One week later, a sea of red serge swept over Edmonton, where the National memorial service was held. Over 10,000 police officers, most of them Mounties, travelled from all parts of Canada and from other countries to attend. Hundreds of Edmontonians opened their homes to billet the new arrivals, so many that the RCMP issued an official request that people stop phoning to offer their homes. On the afternoon of 10 March, the thousands marched in full dress uniform, most in the famous red tunics, were led by riders on black chargers through the crowd-lined streets of Edmonton to assemble before Canada's Governor General, Prime Minister, Alberta's Lieutenant Governor and Premier and the families of the fallen officers for a celebration of their lives and of the community they had sworn to serve and protect.

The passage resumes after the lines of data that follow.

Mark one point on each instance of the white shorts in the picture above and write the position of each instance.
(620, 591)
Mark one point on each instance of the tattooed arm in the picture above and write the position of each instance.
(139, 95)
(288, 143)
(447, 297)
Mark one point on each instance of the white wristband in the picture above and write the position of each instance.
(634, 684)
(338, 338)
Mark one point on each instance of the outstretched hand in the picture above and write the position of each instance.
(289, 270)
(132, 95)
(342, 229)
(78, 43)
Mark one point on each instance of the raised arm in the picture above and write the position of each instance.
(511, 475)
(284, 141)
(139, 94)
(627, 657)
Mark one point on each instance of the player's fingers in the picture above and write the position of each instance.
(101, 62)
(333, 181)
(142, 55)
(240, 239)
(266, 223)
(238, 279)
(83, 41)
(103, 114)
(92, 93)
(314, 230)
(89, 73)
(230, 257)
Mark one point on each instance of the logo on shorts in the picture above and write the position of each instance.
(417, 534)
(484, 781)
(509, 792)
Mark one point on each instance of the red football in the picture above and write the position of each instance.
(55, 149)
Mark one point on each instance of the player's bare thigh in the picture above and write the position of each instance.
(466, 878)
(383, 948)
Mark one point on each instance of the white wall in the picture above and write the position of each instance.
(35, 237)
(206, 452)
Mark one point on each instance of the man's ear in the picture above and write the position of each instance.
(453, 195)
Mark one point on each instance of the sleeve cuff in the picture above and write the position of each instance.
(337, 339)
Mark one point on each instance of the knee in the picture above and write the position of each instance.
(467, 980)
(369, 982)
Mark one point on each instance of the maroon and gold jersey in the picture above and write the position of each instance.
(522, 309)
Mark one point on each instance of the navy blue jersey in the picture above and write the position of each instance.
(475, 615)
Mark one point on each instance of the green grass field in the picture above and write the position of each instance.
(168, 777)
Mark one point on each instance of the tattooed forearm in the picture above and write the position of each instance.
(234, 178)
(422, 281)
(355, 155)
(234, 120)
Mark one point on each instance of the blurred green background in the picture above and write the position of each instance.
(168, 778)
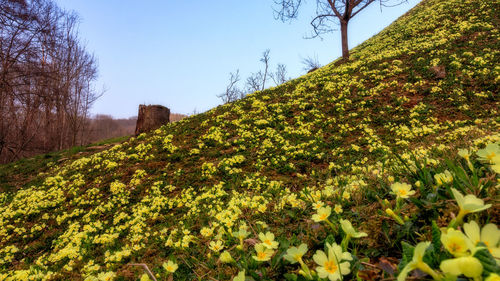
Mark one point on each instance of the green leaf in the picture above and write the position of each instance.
(487, 260)
(407, 255)
(436, 236)
(290, 277)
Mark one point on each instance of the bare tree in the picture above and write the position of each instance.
(257, 81)
(311, 64)
(328, 13)
(46, 79)
(232, 92)
(279, 77)
(254, 82)
(265, 59)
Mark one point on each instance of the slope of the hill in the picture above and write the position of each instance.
(340, 136)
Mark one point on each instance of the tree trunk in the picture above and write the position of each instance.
(151, 117)
(345, 44)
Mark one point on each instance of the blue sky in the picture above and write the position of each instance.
(180, 53)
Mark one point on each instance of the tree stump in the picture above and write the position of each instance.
(151, 117)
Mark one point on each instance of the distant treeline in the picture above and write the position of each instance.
(47, 79)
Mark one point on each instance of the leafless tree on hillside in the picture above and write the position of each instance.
(279, 77)
(232, 92)
(328, 14)
(311, 64)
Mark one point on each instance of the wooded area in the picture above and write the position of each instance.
(46, 79)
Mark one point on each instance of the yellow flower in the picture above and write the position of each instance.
(106, 276)
(240, 276)
(318, 204)
(467, 204)
(464, 153)
(216, 246)
(331, 265)
(263, 253)
(268, 240)
(225, 257)
(489, 235)
(493, 277)
(402, 190)
(456, 242)
(346, 195)
(350, 231)
(489, 152)
(338, 209)
(442, 178)
(468, 266)
(418, 263)
(322, 214)
(206, 231)
(170, 266)
(295, 254)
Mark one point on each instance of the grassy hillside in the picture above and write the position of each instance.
(348, 137)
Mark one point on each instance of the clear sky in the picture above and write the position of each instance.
(179, 53)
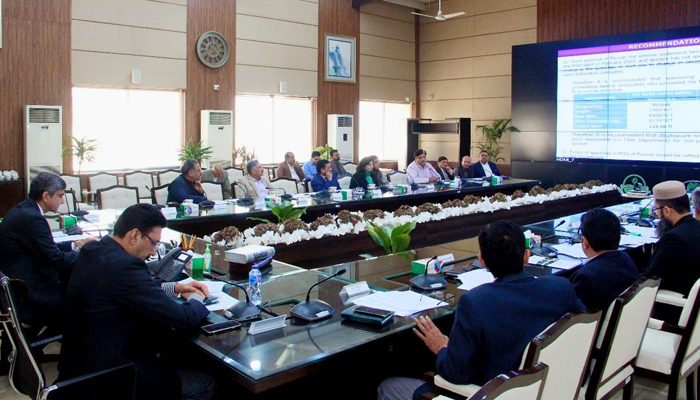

The sacrifice of the four constables at Rochfort Bridge stands in its rarity as a monument and a tribute to the civil society of trust, communication and acceptance of diversity that the Mounted Police of Canada have had a powerful hand in building over the century and a quarter of their existence. The national outpouring of love and respect that followed the deaths at Rochfort Bridge makes clear that despite this moment of violence, the Canadian experiment in 'peace, order and good government'5 has been a tremendous success. As the well-known Newfoundland scholar and journalist Rex Murphy commented the day after the shootings:
'Yesterday's tragedy is a bitter tribute to the RCMP, but it is a tribute nonetheless to both their competence and their professionalism, that this is the worst thing that has befallen the force in over 120 years. A century and 20 years. That record is exceptional. I dare to guess that there is probably no other armed police service on the planet that has gone so long with such care and success.'
After three years of fundraising by the Fallen Four Memorial Society and Kids 4 Cops, The Fallen Four Memorial Park was dedicated in the town of Mayerthorpe, Alberta, near to the RCMP detachment where the four were stationed. Constable Myrol's mother, Colleen, said of the work that went into the creation of the memorial, 'We have seen the worst of humanity and now we are seeing the best of humanity'.
The previous day the Prime Minister of Canada took part in the historic celebration of the fourth centenary of Québec city, the location that gave Canada its name. So important was the memorial in a small Alberta town, he travelled across the breadth of the country, from a celebration of the very foundation of the Canadian nation, to speak at the dedication in Mayerthorpe.